Cardiac safety is one of the clearest examples of how a NAM can earn regulatory and industry confidence. Neural safety presents a very different challenge, but the underlying question is the same: can we predict human risk better than we do today? Drug-induced seizure liabilities have led to significant compound attrition during drug discovery and have resulted in the withdrawal of several drugs from the market. The identification of seizurogenic effects earlier in the drug discovery process would allow more favorable candidates to be selected before the start of costly preclinical in vivo studies. There is no ICH guideline dedicated specifically to seizure liability.

Seizure risk is evaluated under ICH S7A as part of CNS safety pharmacology using a risk-based, case-by-case approach. Seizure detection is primarily performed in rodents. These in vivo animal studies rely largely on observing behavioral signs such as tremors or abnormal movements, but seizure liability is difficult to detect. Animal behaviors are subjective, and low doses often miss seizure risk entirely. Seizures are caused by abnormal, excessive, and synchronized neuronal firing, not by a single molecular event. 

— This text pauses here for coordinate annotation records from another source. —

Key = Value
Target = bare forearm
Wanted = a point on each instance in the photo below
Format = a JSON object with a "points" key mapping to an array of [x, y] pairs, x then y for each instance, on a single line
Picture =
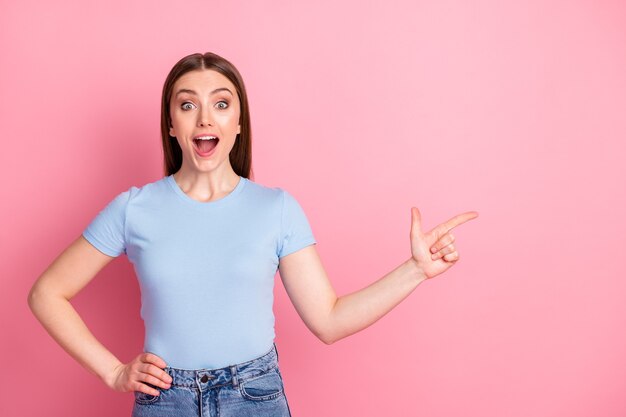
{"points": [[61, 320], [358, 310]]}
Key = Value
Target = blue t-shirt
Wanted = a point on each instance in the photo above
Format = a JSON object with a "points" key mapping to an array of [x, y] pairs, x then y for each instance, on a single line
{"points": [[206, 269]]}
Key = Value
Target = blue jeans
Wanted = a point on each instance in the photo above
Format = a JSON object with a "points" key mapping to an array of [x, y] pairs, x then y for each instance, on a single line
{"points": [[253, 388]]}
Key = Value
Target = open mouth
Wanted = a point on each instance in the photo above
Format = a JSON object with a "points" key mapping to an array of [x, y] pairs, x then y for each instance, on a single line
{"points": [[205, 144]]}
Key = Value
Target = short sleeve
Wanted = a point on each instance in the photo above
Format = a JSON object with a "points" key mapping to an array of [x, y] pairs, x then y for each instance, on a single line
{"points": [[296, 231], [106, 230]]}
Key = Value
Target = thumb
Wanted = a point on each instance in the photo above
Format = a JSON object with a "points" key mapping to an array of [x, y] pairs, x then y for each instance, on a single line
{"points": [[416, 222]]}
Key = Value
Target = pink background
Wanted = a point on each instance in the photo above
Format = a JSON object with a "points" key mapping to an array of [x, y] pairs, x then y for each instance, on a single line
{"points": [[513, 109]]}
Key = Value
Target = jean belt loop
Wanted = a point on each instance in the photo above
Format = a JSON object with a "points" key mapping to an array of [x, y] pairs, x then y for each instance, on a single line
{"points": [[233, 373]]}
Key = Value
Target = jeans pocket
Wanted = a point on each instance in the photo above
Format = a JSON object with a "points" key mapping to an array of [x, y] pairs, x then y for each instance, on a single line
{"points": [[264, 387], [143, 398]]}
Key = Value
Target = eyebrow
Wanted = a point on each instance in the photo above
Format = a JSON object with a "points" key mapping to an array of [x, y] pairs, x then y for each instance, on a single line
{"points": [[185, 90]]}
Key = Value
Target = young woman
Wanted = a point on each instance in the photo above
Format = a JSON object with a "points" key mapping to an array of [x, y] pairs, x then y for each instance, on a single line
{"points": [[206, 242]]}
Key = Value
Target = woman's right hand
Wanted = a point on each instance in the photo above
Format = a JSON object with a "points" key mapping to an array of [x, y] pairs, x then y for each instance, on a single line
{"points": [[146, 368]]}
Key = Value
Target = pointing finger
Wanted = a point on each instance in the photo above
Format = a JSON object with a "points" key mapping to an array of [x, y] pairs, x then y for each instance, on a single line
{"points": [[444, 228]]}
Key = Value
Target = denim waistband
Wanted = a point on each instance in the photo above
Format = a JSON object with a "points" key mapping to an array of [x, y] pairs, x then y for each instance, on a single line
{"points": [[206, 378]]}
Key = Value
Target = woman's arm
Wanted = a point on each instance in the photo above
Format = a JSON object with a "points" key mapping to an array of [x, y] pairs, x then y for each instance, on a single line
{"points": [[49, 300], [332, 318]]}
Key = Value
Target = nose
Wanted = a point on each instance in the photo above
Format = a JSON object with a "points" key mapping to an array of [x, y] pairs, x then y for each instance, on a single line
{"points": [[205, 118]]}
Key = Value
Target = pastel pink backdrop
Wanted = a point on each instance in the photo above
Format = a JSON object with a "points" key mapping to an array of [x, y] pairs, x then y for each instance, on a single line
{"points": [[513, 109]]}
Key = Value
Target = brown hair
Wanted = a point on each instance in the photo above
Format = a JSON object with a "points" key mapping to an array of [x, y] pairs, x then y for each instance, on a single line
{"points": [[241, 154]]}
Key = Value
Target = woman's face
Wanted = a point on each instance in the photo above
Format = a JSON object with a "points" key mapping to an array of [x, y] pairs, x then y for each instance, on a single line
{"points": [[204, 103]]}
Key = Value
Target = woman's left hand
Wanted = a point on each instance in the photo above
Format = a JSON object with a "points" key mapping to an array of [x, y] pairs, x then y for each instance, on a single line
{"points": [[434, 252]]}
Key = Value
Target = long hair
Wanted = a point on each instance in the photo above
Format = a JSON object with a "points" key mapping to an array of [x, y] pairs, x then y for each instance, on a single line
{"points": [[241, 154]]}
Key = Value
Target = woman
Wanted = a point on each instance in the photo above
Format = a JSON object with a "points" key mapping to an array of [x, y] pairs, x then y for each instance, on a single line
{"points": [[206, 242]]}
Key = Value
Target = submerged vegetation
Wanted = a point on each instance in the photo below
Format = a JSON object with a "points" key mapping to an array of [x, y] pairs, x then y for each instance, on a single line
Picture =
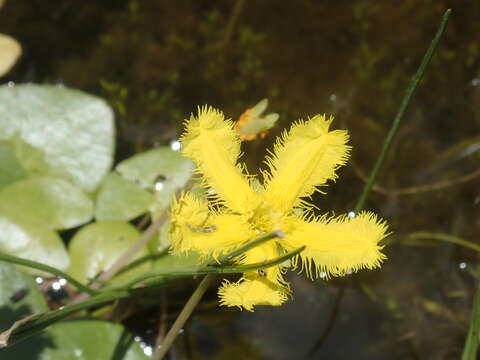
{"points": [[107, 223]]}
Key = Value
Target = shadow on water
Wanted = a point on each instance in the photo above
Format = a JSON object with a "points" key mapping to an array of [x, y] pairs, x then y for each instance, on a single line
{"points": [[353, 59], [30, 348]]}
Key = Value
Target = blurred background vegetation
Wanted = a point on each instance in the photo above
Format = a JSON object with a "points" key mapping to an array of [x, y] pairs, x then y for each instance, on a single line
{"points": [[155, 61]]}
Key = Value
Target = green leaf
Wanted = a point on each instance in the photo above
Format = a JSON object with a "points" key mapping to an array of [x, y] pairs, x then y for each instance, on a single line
{"points": [[10, 51], [91, 339], [470, 348], [11, 169], [51, 202], [32, 241], [32, 159], [97, 246], [121, 200], [73, 129], [161, 170], [78, 339], [20, 297]]}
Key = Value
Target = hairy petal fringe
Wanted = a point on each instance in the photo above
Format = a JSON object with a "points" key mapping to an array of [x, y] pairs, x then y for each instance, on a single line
{"points": [[262, 287], [337, 245], [210, 234], [305, 157], [210, 141]]}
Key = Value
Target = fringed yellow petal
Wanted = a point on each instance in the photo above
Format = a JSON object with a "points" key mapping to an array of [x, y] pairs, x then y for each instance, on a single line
{"points": [[262, 287], [214, 146], [335, 246], [305, 157], [195, 228]]}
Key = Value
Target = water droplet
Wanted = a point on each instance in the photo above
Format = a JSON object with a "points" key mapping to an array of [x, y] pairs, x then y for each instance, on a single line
{"points": [[175, 145], [148, 350], [77, 352], [160, 182], [56, 285]]}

Understandably, the MEA assay has emerged as a popular technique for screening seizure liability because it directly records electrical activity across neuronal networks. Rat primary cortical neurons have, until recently, been the favored model in this seizure liability MEA assay, because they rapidly form stable and reproducible excitatory-inhibitory networks that yield consistent drug-responsive bursting phenotypes. While the rodent MEA assay can still be considered a NAM based on the definitions provided by the FDA and EPA, the overarching goal of NAMs is to prioritize human-based systems. 

One of the strongest motivations for human iPSC-derived neural models is the well-documented translational gap in CNS safety. Seizure thresholds, ion channel, and receptor expression differ by species. Advances in neural stem cell biology have increased interest in using the human iPSC-derived neural MEA assay for seizure liability prediction and for supporting regulatory decision-making.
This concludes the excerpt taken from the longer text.